Menu
Grafana Cloud

Onboard a group of services

In this scenario, you go through how to onboard a new suite of internal services to Adaptive Traces.

Goal

Apply a specific, cost-effective sampling strategy to a new group of services (e.g., app-billing, app-provisioning, app-alerts) that all match the regular expression app-.*. You want Adaptive Traces to sample 5% of traces from these services, plus all of their error traces.

Challenge

Manage sampling policies for this specific group of services without affecting the telemetry data from any other existing services in your environment.

You need a way to:

  • Isolate the new app-.* services for a unique sampling rule.
  • Apply a baseline 5% sample to them to manage observability costs.
  • Ensure all critical error traces from these new services are captured.
  • Guarantee that all your other existing services continue to have 100% of their traces ingested without any changes.

Solution

The solution is a three-layer policy strategy.

To achieve this, you use a combination of three policies to gain precise control over your data ingestion.

Policy 1

Ingest everything from all other services.

First, you create a policy to explicitly keep all traces from services that do not match the app-.* pattern. The invert_match option is crucial here. This policy acts as a “pass-through” rule for all your other services, ensuring they are not affected by the new sampling policies you’re about to add.

Here is an example using JSON.

// This policy ensures traces from all services not matching this condition are ingested without being downsampled
{
  "and_sub_policy": [
    {
      "name": "non-app-services",
      "type": "string_attribute",
      "string_attribute": {
        "key": "service.name",
        "values": [
          "app-.*"
        ],
        "invert_match": true,
        "enabled_regex_matching": true
      }
    }
  ]
}

Policy 2

Keep 5% of traces from your target services

Next, you create a policy that applies only to your app-.* services.

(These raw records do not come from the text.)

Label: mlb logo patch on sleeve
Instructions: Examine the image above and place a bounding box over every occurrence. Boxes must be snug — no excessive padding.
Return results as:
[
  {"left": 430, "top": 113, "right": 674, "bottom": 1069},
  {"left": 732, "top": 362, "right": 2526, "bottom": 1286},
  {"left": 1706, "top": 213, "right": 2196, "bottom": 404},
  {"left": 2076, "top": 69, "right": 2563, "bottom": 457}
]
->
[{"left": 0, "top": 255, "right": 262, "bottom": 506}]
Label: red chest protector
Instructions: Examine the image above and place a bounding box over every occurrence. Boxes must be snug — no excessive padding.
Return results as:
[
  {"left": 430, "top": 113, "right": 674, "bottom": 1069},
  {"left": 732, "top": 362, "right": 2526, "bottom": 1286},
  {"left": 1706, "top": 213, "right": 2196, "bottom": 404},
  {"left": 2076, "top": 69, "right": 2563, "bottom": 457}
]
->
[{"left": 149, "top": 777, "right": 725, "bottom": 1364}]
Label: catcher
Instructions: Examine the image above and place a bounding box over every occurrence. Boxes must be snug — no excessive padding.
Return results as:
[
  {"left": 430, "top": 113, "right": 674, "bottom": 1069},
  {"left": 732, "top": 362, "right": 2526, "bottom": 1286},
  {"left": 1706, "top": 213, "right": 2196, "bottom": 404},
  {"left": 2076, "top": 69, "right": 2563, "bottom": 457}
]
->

This rule uses an AND condition to combine two criteria: the trace must originate from an app-.* service, AND it must fall within a 5% probabilistic sample.

Here is an example using JSON.

{
  "and_sub_policy": [
    {
      "name": "app-services",
      "type": "string_attribute",
      "string_attribute": {
        "key": "service.name",
        "values": [
          "app-.*"
        ],
        "enabled_regex_matching": true
      }
    },
    {
      "name": "5-percent-sample",
      "type": "probabilistic",
      "probabilistic": {
        "sampling_percentage": 5
      }
    }
  ]
}

Policy 3

Keep all error traces from your target services

Finally, you add a critical safety net. This policy also targets only your app-.*services but ensures that any trace with an ERROR status is always kept, overriding the 5% sampling rule for those specific traces.

Here is an example using JSON.

{
  "and_sub_policy": [
    {
      "name": "app-services",
      "type": "string_attribute",
      "string_attribute": {
        "key": "service.name",
        "values": [
          "app-.*"
        ],
        "enabled_regex_matching": true
      }
    },
    {
      "name": "error-traces",
      "type": "status_code",
      "status_code": {
        "status_codes": [
          "ERROR"
        ]
      }
    }
  ]
}

Outcome

With these three policies active, you have successfully achieved your goal:

  • Traces from your other services like payment-api or user-dashboard continue to be ingested at 100% because they match the pass-through rule in Policy 1.
  • Traces from your new app-billing service are now sampled correctly: 5% of its successful traces are kept, while 100% of its error traces are kept.

You can now analyze the performance of your new services using a representative data sample while keeping observability costs under control. This approach allows you to onboard new services to the tracing platform with confidence and without impacting the rest of your organization’s monitoring strategy.